Data on genetic diversity of circumsporozoite protein (csp) non-repeat regions from Plasmodium knowlesi clinical isolates of Sabah.
This dataset presents an analysis in the genetic diversity of malaria circumsporozoite protein (csp) of Plasmodium knowlesi in Sabah; where circumsporozoite protein is one of the targeted candidates for malaria vaccine development and was conducted to evaluate the suitability of csp as a vaccine in relation to its genetic diversity. The data were collected from 26 human blood spot samples from Kudat and Kota Kinabalu hospitals in Sabah in 2012 which were tested positive for malaria. Genomic DNA extraction, nested PCR, cloning and sequencing of the csp genes were carried out and phylogenetic, sequence diversity and natural selection of the csp genes were analysed using bioinformatic tools such as MEGAX and DnaSP ver. 5.10.00 for phylogenetic tree build, mutational analysis and neutral theory of evolution.

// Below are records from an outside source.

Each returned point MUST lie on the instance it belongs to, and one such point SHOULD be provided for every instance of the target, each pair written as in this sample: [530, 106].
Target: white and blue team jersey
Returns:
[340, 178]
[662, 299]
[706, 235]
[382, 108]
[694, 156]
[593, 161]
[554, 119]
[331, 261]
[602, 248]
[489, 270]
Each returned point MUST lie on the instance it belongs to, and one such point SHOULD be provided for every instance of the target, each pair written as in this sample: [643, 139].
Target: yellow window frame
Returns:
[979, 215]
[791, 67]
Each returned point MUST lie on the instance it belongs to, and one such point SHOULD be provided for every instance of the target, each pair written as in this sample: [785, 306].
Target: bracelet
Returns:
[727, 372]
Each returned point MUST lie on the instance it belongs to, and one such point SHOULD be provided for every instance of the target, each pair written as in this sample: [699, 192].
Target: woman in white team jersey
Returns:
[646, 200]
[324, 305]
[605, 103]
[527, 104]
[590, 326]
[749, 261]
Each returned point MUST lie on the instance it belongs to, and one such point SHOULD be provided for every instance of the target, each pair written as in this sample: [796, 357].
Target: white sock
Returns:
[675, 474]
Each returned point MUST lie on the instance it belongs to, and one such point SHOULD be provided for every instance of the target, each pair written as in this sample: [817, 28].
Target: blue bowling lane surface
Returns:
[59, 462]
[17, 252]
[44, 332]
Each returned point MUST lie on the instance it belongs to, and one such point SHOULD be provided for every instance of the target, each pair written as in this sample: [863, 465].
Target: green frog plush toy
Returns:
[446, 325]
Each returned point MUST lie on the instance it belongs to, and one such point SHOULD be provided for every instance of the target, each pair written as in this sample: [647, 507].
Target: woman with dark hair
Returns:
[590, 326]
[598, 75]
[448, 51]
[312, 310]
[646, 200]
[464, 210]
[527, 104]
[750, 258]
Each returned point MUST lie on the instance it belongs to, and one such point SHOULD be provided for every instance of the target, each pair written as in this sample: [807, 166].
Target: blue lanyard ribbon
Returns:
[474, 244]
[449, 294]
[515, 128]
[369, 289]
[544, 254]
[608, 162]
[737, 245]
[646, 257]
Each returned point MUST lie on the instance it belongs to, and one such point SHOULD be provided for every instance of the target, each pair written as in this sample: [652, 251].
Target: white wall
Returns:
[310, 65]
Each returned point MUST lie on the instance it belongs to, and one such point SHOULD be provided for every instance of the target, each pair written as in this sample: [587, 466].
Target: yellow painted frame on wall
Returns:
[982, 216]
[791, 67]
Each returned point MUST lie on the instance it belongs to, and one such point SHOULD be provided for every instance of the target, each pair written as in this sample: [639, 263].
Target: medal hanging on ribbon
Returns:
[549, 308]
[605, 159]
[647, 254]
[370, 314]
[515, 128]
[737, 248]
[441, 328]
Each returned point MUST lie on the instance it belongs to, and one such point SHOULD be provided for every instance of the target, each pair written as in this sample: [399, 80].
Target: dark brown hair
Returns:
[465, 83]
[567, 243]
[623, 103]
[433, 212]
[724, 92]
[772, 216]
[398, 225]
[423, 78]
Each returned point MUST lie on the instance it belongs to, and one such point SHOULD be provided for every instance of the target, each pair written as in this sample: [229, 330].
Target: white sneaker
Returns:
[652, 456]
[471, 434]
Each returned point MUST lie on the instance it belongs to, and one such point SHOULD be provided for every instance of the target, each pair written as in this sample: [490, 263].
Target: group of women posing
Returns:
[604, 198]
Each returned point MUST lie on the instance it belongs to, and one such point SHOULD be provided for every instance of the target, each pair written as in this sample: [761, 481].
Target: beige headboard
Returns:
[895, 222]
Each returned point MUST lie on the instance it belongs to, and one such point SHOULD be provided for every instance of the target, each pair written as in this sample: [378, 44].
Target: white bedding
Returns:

Analysis and comparison of this gene was done against P. knowlesi csp strain H as a reference sequence (GenBank database XM_002258966.1) showed point mutations at 52 positions among the 237 sequences. The phylogenetic tree revealed that the occurrence of multiple haplotypes was scattered despite of geographical location. The evolutionary history which was inferred using the Neighbor-Joining method (Saitou and Nei, 1987) revealed no geographical clustering to any country listed above; with a total of 76 non-repeat region Pkcsp haplotypes including one haplotype unique to this study (haplotype H12). These data could serve as auxiliary information and/or research data for other researchers in Sabah. It could also serve as guide or reference data to other researchers outside Sabah who may be interested in carrying out similar research in other states.
Steps to reproduce
In this study, blood samples of malaria patients were collected from Kudat Hospital (KDH) and Hospital Queen Elizabeth Kota Kinabalu (QEH) in 2012. This study was approved by Medical Research Ethics Committee of Ministry of Health Malaysia and the UMS Ethics Committee. A total of 26 human blood samples infected with P. knowlesi were collected from symptomatic malaria patients which were spotted on chromatography paper.Genomic DNA extraction was then carried out followed by nested PCR for identification of the genus and species of Plasmodium with specific primers. Next, the genes were then cloned and sequenced. Sequence aligment was then carried out on the csp gene using the CLUSTAL-W tool in Molecular Evolutionary Genetic Analysis X (MEGAX) software. Next, the sequencing data were analyzed for a 453 bp nucleotide sequence, which correspond to non-repeat regions of N-terminal (first 195 bp of the coding sequence) and C-terminal (the last 261 bp of the coding sequence). Non-repeat regions of csp were combined and analyzed. The last three nucleotides which encoded for stop codon were excluded. Phylogenetic, sequence diversity, and natural selection analysis of csp gene was then carried out using MEGAX and DnaSP ver. 5.10.00.